I walked the edge of the field and the wood, taking careful steps and paying careful attention to any sound or movement as I made my way toward a densely vegetated bottom, but all I encountered were squirrels.
Some sort of instinct drove me toward this bottom, where a creek trickled, the water low this time of year. I was somewhat familiar with the idea that deer bedded down during the day, but I also ad many memories of seeing deer on the move at high noon, so who was I to say?
I struggled down to the creekbed, fighting my way as quietly as I could through a thicket of brambles. Along the creek the vegetation thinned out and I could move more easily. I walked all of maybe fifteen steps before I heard it: this time not a rustle but a tromp through the leaf litter. I shouldered my rifle just in time to watch a white tail bounce behind a tree and over a hill. My heart pounding, I ran to the top to get eyes on it again, but I knew the whole time that it was futile. From the ridge I watched it bound off through the trees and into the distance.

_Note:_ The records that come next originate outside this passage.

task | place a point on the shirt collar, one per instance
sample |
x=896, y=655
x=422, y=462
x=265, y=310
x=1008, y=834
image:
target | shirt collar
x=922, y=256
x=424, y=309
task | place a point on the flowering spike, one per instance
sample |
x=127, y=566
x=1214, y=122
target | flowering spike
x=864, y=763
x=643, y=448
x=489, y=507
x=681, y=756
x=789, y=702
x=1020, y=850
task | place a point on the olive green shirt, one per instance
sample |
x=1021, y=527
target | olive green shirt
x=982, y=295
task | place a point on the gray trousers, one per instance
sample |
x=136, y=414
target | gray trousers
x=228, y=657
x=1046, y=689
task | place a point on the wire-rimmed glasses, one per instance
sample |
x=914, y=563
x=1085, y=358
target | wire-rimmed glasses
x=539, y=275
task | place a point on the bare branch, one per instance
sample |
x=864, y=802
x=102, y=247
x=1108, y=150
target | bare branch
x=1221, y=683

I was completely exhilarated. My blood was rich with adrenaline from even seeing the deer. If only I’d been a bit smarter maybe I would’ve had a shot at it. With a feeling like I’d won a small victory, as winning a cheap hand of cards, I trudged on. I walked the bottom for another couple hours, occasionally pausing to sit a while and hope that something would appear out of the trees. Alas, that was not to be.
Mid-afternoon I abandoned my mission. I had not taken a deer on my first hunt, but nor had I expected to. Having just gotten out there, carried a rifle over my shoulder, and put eyes on a deer felt like a major accomplishment. While I hadn’t yet succeeded, I was changed. I was now a hunter.